We use a three-stage validation process: (1) internal label agreement (multiple people label the same cases, high agreement = good labels), (2) holdout test set that only reviewers see (never touches model training), (3) continuous monitoring in production (are our predictions actually correlating with real outcomes?).
Honest truth: most fraud detection systems are built on way less data than they should be. You’re probably working with 100-500 known fraud cases total, which is really small for training robust ML. That’s why regional specificity matters so much—you need high-quality representative data in each region, not a giant global dataset with regional noise in it.
What I’d validate: how many confirmed fraud cases per region are you actually using for training? If it’s fewer than 50, your model is probably overfitting to quirks in your specific data rather than learning true fraud patterns.
This is exactly where we got burned. We bought an enterprise fraud detection tool that claimed to work ‘globally’ with ‘AI-powered risk assessment.’ Turns out it was trained heavily on US e-commerce fraud, and when we applied it to Russian influencer marketing, it was completely miscalibrated.
We ended up collating our own regional fraud case studies—about 80 proven cases from Russian partners and agencies we know. Shared anonymized details, built a simple decision tree (not even fancy ML at first, just heuristics), and validated it against new cases coming in.
The framework helped us catch fraud 4x faster than the vendor solution, just because it was built on patterns that actually exist in our market.
My takeaway: you don’t need perfect global AI if you have good regional understanding. Even simple, human-created rules tuned to regional patterns outperform fancy algorithms trained on unrepresentative data.
From an agency standpoint, I don’t have access to massive internal datasets like the brands do. What we’ve started doing instead: pooling Case study data with other agencies we trust, creating a shared regional library of ‘here’s what fraud actually looked like in this market.’
That collaborative case study collection has been more useful than any single vendor tool. Because we’re learning from each other’s experience across dozens of campaigns.
But here’s the thing: that approach only works if you have trusting relationships with other agencies.
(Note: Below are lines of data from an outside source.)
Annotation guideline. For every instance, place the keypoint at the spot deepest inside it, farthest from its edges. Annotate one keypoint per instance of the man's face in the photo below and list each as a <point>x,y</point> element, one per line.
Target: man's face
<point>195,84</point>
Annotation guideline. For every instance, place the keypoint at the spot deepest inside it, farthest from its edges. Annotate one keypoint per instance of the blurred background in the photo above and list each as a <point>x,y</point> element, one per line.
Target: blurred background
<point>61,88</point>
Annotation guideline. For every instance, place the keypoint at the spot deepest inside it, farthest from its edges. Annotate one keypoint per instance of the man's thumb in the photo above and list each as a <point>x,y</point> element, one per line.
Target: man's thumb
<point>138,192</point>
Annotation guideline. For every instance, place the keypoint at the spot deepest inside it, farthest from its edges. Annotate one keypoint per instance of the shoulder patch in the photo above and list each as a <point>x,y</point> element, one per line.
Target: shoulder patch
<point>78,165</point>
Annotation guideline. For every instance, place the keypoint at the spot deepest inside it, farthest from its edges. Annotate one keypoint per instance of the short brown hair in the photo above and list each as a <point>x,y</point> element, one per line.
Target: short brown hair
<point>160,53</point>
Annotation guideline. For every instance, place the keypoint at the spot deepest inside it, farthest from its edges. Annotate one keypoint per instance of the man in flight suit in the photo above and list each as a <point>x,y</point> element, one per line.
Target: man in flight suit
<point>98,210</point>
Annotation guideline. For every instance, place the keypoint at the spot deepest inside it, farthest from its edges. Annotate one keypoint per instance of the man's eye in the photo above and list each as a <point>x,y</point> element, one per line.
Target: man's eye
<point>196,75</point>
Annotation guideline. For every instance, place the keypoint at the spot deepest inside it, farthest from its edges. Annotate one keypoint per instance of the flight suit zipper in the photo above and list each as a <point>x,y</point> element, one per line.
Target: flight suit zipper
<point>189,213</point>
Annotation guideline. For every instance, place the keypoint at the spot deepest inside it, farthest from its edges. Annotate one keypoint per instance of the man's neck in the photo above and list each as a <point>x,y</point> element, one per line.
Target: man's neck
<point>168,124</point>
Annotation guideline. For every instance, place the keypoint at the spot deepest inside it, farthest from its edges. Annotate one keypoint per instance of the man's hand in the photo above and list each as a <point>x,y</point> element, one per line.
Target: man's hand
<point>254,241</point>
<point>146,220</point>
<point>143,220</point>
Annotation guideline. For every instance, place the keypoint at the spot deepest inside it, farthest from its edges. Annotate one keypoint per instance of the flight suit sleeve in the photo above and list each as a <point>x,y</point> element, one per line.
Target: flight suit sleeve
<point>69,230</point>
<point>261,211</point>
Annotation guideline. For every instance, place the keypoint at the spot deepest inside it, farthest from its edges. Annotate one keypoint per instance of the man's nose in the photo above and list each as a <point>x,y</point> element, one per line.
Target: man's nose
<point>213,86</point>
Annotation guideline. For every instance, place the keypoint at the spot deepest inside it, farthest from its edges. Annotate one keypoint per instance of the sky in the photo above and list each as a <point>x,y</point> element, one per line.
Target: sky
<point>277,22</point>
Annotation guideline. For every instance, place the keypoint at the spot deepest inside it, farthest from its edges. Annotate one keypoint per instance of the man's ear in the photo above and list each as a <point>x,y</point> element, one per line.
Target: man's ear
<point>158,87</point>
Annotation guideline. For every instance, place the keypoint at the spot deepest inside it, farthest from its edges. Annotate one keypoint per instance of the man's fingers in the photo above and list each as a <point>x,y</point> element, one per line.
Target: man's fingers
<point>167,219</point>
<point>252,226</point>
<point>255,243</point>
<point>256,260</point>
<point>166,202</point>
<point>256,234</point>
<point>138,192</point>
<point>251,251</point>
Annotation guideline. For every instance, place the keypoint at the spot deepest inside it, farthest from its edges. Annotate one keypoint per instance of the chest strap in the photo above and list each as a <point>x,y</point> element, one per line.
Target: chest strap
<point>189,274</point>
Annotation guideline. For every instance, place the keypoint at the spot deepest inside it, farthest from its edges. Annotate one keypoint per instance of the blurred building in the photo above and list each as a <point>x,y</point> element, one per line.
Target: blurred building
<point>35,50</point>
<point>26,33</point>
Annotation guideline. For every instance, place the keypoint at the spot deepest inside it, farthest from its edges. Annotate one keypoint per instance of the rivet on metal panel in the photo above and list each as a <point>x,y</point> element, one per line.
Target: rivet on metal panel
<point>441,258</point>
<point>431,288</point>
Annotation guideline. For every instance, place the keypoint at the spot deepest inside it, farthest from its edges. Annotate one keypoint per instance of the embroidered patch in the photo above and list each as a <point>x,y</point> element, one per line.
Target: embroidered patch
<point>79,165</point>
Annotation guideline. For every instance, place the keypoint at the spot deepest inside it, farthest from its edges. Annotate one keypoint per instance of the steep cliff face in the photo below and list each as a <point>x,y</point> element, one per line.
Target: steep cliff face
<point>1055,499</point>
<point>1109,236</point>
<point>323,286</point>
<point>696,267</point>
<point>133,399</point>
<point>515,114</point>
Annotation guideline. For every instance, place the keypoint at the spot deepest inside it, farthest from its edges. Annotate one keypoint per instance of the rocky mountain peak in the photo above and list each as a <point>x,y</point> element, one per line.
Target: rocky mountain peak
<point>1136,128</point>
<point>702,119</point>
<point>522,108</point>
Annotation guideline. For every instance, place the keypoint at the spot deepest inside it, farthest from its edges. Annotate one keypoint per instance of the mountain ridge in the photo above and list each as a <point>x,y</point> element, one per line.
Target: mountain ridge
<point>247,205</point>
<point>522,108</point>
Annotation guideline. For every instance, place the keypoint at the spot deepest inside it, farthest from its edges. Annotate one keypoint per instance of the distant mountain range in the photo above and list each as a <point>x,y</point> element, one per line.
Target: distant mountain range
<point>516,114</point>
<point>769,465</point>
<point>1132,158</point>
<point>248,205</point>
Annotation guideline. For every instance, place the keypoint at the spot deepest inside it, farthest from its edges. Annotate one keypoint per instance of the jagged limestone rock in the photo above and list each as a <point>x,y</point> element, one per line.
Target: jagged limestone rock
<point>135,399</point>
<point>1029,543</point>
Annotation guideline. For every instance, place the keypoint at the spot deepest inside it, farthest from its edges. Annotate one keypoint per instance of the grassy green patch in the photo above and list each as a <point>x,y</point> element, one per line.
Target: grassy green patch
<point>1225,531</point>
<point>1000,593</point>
And if agencies keep their case study data private, nobody learns as much.
My challenge to the community: would agencies be willing to create a shared case study repository—anonymized, obviously—that feeds into regional fraud detection? Because I think the real edge isn’t proprietary algorithms; it’s collective intelligence about regional fraud patterns.
I love this line of thinking because it opens up partnership opportunities. Imagine if agencies, brands, and creators all contributed to a shared case study database. Agencies contribute their fraud knowledge, brands contribute campaign outcomes, creators contribute their experiences with sketchy interactions.
That collaborative intelligence becomes way more powerful than any single AI system trained on proprietary data.
The challenge is coordination, obviously. But what if regional professional communities (like a Russian influencer marketing association) started collecting and publishing anonymized fraud case studies? Just as industry knowledge, not proprietary data.
I think there’s real value in someone facilitating that conversation: bringing together regional experts to build shared case study libraries that everyone benefits from.
From a creator perspective, I think having regional case studies is actually healthier than one global algorithm. It means people who understand my market are building the rules, not some AI trained on completely different fraud patterns.
I’ve been flagged by algorithms that clearly didn’t understand how Russian creators work. Having AI trained on actual Russian fraud cases (that real people in my market helped create) would feel more trustworthy, honestly. Like, I’d know the system was built by people who get it, not just scaled up from somewhere else.